Entrambe le mostre maturarono nell'ambito di un clima culturale dominato dal fenomeno del Graffitismo americano, a cui dichiaratamente si contrapponevano. Alla involontarietà simulata delle pitture murali dei graffitisti opponevano infatti l'involontarietà assoluta di scarabocchi e graffiti trovati ed estrapolati direttamente dalla realtà quotidiana (2). Anche se l'estrapolazione, in quanto tale, non ha mai la neutralità del semplice prelievo, persistendo una mediazione (il riporto su tela nel caso di Pietroiusti e il rovesciamento delle lastre nel caso di Falci) in cui prende corpo e si configura il lavoro dell'artista.
Con la mostra Itaj-Doshin si conclude, come già detto, l'esperienza della galleria Lascala e si apre quella di Lascala c/o. La mia idea originaria era quella di abbandonare la galleria, intesa come spazio espositivo stabile e connotato come tale, per creare una struttura itinerante, capace di trasformare di volta in volta qualsiasi luogo in spazio espositivo. In questa chiave il bar-ristorante Il desiderio preso per la coda, di proprietà di alcuni miei amici, non doveva essere che laprima tappa dell'itinerario de Lascala c/o. In realtà per una serie di ragioni diverse, finì per rimanere l'unica e realizzai lì una serie di mostre (3).
Per quanto riguarda il Gruppo di Piombino, nell'ambito de Lascala c/o Il Desiderio preso per la coda, ci furono le seguenti esperienze:

N Titoli di Cesare Pietroiusti. Per questa mostra Pietroiusti realizzò una serie di tovaglie di carta che, per quindici giorni, furono spiegate sui tavolini del bar in sostituzione di quelle normalmente in uso. La particolarità di queste tovaglie consisteva nel recare impresse delle macchie, che l'artista aveva ottenuto riproducendo e stilizzando alcuni elementi realmente presenti nell'ambiente (es. l'ombra di una lampada sul muro, il motivo decorativo del divano, etc.). Accanto ad ogni tavolino, per l'intero periodo, furono inoltre collocati dei bicchieri contenenti alcuni pennarelli colorati di cui gli avventori potevano liberamente servirsi. Terminata questa fase di esperimento, Pietroiusti intelaiò le tovaglie scarabocchiate e le espose come quadri nel corso di una inaugurazione del tutto simile a quelle convenzionali. In pratica Pietroiusti utilizzò nel corso di questa operazione, lo stesso spazio fisico secondo due diversi statuti: in un primo tempo come setting sperimentale, ovverosia come bar, in un secondo come spazio espositivo vero e proprio (4).
Questa mostra del febbraio 1987, che vide da parte dell'artista l'abbandono della sperimentazione "in laboratorio" e della mediazione pittorica a favore di una sperimentazione condotta sul campo e di una maggiore adesione al dato reale nella tecnica di isolamento e presentazione (5), segnò anche il definitivo distacco di Pietroiusti dal gruppo Jartrakor e l'inizio del sodalizio con gli artisti di Piombino ed il loro "curioso" teorico (6).

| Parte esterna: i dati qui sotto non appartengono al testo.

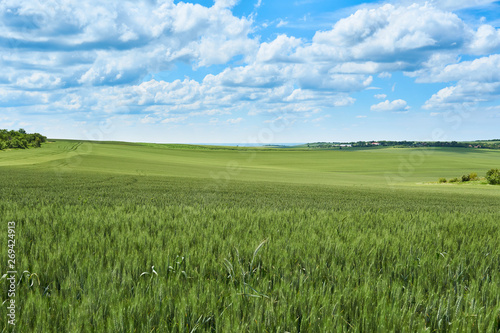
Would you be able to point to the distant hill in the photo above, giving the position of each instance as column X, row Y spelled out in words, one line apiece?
column 485, row 144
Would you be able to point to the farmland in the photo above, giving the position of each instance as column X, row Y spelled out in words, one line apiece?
column 129, row 237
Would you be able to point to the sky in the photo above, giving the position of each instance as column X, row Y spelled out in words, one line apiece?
column 261, row 71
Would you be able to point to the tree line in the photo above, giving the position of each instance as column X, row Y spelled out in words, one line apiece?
column 20, row 139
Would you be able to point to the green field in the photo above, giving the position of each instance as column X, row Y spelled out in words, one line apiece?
column 249, row 239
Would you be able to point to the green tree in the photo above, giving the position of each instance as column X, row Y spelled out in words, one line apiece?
column 493, row 176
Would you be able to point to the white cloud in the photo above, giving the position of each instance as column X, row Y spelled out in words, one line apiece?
column 39, row 80
column 234, row 121
column 485, row 69
column 464, row 94
column 389, row 33
column 174, row 120
column 281, row 23
column 394, row 106
column 485, row 40
column 385, row 75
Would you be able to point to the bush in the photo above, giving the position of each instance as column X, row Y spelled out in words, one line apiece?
column 493, row 177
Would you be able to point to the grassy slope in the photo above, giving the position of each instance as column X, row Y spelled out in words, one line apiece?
column 92, row 217
column 367, row 167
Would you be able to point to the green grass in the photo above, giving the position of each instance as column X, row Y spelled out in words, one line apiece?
column 341, row 248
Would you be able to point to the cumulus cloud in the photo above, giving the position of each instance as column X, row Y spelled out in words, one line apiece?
column 464, row 94
column 397, row 105
column 92, row 56
column 390, row 33
column 124, row 41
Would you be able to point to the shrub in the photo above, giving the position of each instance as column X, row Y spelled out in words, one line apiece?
column 493, row 177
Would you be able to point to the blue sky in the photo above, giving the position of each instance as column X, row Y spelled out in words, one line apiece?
column 251, row 71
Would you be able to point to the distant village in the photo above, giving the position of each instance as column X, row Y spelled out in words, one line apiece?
column 483, row 144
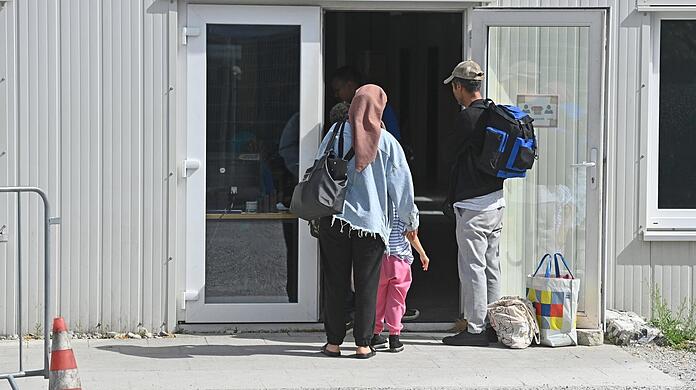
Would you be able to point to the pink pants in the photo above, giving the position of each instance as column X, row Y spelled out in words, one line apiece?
column 394, row 281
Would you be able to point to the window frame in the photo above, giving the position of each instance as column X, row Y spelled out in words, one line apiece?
column 661, row 224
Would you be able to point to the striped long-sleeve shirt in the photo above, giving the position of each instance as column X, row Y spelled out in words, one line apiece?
column 398, row 244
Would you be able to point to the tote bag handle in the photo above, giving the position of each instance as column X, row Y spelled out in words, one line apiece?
column 557, row 267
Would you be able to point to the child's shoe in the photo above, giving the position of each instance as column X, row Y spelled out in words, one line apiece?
column 395, row 344
column 378, row 341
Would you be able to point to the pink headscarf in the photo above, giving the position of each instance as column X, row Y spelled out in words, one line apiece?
column 365, row 116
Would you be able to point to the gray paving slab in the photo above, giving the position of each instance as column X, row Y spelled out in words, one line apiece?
column 291, row 360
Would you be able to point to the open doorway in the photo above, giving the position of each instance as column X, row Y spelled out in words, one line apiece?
column 409, row 54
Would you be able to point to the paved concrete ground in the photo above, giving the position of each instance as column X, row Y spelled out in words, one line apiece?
column 263, row 361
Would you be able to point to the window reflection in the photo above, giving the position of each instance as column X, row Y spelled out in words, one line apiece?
column 252, row 135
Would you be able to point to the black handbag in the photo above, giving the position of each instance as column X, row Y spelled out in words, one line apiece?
column 322, row 190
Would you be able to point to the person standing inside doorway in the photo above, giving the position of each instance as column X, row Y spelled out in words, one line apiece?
column 478, row 204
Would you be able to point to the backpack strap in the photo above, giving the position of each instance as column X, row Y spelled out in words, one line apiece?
column 341, row 144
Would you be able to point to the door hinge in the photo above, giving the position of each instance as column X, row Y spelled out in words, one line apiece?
column 189, row 32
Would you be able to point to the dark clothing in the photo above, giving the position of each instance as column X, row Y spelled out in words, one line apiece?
column 342, row 248
column 466, row 180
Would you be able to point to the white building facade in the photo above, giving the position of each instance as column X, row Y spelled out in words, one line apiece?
column 159, row 130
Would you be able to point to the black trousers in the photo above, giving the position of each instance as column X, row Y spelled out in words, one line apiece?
column 341, row 250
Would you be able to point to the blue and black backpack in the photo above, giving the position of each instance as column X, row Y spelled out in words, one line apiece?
column 510, row 146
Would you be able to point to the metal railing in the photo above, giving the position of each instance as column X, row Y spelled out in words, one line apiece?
column 48, row 220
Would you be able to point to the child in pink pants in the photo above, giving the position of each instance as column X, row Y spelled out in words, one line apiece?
column 394, row 281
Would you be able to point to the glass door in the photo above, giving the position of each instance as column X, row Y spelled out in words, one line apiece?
column 254, row 114
column 550, row 63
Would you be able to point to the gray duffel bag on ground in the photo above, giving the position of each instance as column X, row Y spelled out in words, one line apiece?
column 322, row 191
column 514, row 320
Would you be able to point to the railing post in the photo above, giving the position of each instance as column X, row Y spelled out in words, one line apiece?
column 48, row 272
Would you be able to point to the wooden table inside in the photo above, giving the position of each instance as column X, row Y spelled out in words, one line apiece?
column 251, row 216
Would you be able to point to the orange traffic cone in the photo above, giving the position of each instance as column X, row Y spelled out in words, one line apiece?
column 62, row 374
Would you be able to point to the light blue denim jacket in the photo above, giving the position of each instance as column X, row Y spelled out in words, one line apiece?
column 373, row 193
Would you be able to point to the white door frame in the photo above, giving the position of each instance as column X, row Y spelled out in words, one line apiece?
column 311, row 109
column 482, row 19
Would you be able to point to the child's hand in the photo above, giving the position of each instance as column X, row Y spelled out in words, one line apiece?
column 425, row 261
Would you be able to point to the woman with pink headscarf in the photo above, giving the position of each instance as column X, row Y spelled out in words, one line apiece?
column 379, row 183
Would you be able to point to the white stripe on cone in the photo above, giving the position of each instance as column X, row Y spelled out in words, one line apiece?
column 61, row 341
column 62, row 380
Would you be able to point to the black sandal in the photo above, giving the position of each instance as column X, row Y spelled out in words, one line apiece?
column 368, row 355
column 329, row 353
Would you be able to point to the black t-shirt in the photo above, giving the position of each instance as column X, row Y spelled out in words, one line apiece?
column 466, row 180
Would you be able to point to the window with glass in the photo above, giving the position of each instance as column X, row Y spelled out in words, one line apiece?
column 671, row 128
column 252, row 160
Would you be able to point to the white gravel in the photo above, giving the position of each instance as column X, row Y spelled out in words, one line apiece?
column 678, row 364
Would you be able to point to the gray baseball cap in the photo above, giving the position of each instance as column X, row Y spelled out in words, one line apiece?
column 468, row 70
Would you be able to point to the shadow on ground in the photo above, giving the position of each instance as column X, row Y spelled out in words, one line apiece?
column 189, row 351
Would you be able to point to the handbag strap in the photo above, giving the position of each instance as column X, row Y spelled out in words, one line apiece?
column 334, row 134
column 341, row 143
column 543, row 259
column 556, row 257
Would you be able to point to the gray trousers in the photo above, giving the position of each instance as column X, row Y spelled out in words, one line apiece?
column 478, row 239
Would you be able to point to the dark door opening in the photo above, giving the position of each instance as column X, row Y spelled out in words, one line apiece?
column 409, row 54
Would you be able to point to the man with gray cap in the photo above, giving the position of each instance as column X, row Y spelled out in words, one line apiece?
column 477, row 201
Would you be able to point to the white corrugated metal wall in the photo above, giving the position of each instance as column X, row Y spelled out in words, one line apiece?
column 633, row 265
column 84, row 114
column 88, row 124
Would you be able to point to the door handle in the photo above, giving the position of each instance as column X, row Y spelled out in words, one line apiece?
column 191, row 165
column 584, row 164
column 591, row 166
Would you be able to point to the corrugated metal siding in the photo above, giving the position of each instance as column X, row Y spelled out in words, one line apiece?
column 8, row 166
column 90, row 127
column 92, row 131
column 634, row 265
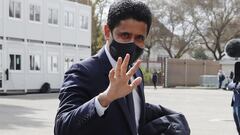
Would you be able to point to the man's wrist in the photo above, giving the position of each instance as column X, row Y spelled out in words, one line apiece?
column 104, row 100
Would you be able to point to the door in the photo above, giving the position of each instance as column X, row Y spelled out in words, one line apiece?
column 1, row 68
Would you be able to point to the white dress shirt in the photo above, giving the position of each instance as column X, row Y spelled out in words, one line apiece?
column 136, row 99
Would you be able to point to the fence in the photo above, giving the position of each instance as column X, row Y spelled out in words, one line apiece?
column 180, row 72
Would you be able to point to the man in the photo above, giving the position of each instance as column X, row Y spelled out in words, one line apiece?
column 221, row 78
column 103, row 95
column 154, row 79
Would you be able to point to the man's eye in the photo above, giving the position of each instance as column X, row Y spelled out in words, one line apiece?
column 125, row 35
column 140, row 38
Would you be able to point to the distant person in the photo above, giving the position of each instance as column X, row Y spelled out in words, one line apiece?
column 221, row 78
column 154, row 79
column 231, row 75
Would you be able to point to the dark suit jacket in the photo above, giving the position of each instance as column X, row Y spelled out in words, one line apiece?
column 77, row 114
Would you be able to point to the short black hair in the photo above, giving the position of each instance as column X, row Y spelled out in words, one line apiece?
column 128, row 9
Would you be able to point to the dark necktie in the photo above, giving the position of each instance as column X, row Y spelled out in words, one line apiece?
column 130, row 104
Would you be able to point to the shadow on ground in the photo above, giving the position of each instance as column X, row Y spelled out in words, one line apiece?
column 12, row 116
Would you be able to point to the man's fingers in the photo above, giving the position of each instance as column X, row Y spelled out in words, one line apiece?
column 133, row 70
column 124, row 65
column 136, row 82
column 118, row 67
column 111, row 74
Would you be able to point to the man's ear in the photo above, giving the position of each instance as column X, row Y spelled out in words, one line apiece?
column 107, row 32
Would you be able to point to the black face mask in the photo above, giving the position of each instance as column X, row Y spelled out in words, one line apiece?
column 121, row 49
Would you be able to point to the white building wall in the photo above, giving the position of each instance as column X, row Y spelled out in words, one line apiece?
column 43, row 39
column 1, row 17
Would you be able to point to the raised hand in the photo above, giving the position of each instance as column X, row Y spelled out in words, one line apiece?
column 119, row 78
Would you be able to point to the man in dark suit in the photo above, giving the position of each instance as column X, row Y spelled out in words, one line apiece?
column 103, row 95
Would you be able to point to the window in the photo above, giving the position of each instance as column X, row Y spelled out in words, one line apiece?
column 83, row 22
column 35, row 62
column 68, row 19
column 34, row 11
column 52, row 64
column 15, row 62
column 52, row 16
column 68, row 62
column 1, row 68
column 14, row 9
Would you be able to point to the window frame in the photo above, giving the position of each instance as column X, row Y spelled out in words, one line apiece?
column 36, row 10
column 14, row 12
column 82, row 22
column 15, row 62
column 51, row 16
column 51, row 64
column 34, row 63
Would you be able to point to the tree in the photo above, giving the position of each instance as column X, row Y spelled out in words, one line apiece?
column 216, row 22
column 179, row 35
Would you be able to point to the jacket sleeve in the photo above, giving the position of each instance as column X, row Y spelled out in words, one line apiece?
column 77, row 106
column 160, row 120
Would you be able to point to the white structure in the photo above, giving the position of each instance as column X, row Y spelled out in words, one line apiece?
column 39, row 41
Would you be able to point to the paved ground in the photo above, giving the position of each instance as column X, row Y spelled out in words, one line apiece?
column 208, row 111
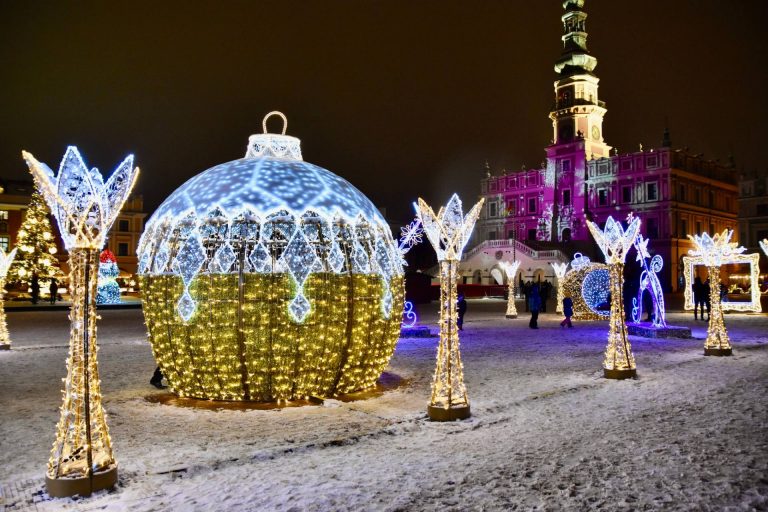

Azioni costanti di Salvatore Falci. Il mese successivo, Falci presentò per la prima volta i suoi pavimenti. Si trattava di lastre bianche di masonite uniformemente verniciate di nero, che l'artista aveva disposto in alcuni ambienti a guisa di pavimenti di linoleum. Ritirate dai pavimenti dopo un determinato intervallo di tempo, queste lastre vennero esposte alle pareti de Il Desiderio preso per la coda. In relazione al tipo di ambiente da cui provenivano, tutte recavano incise come a graffito le tracce impressevi dai movimenti dei piedi di coloro che vi avevano camminato sopra.
In origine, la mostra di Falci avrebbe dovuto avere lo stesso andamento di quella di Pietroiusti. La superficie di masonite avrebbe dovuto essere installata sul pavimento stesso del bar-ristorante e successivamente esposta sul soffitto di questo. Ragioni di ordine tecnico e logistico - che oggi non ricordo più con precisione - c'impedirono di realizzare la mostra secondo questo progetto e l'artista espose tre grandi pavimenti provenienti rispettivamente dal bar della stazione, dall'androne di una scuola e da un pub di Piombino.

Emettitore-Ricevitore di Stefano Fontana. Questa operazione ideata da Fontana si risolse in realtà in un fallimento pressochè completo.
L'artista aveva installato, in cinque punti della città di Roma, considerati come particolarmente frequentati dal pubblico dell'arte (es. la Facoltà di architettura, una libreria specializzata, etc.), altrettanti distributori gialli che 'emettevano' i cartoncini d'invito della mostra. Nel bar-galleria si trovava esclusivamente un contenitore dello stesso colore, in cui l'ipotetico visitatore non avrebbe potuto far altro che imbucare il cartoncino di cui si trovava in possesso.
In una circolarità autoreferenziale, il comportamento stereotipato di cui questa operazione avrebbe dovuto svelare la ritualità, era proprio l'atto di recarsi a visitare una mostra, l'unica cosa che il potenziele visitatore avrebbe potuto contemplare non sarebbe stata altro che il suo percorso esperenziale dal momento in cui aveva ritirato il cartoncino dall'emettitore a quello in cui l'aveva imbucato nel ricevitore.
Questo percorso rimase tuttavia allo stato latente: nessun visitatore infatti lo tradusse in pratica. L'unico risultato fu la perdita di due emettitori (7).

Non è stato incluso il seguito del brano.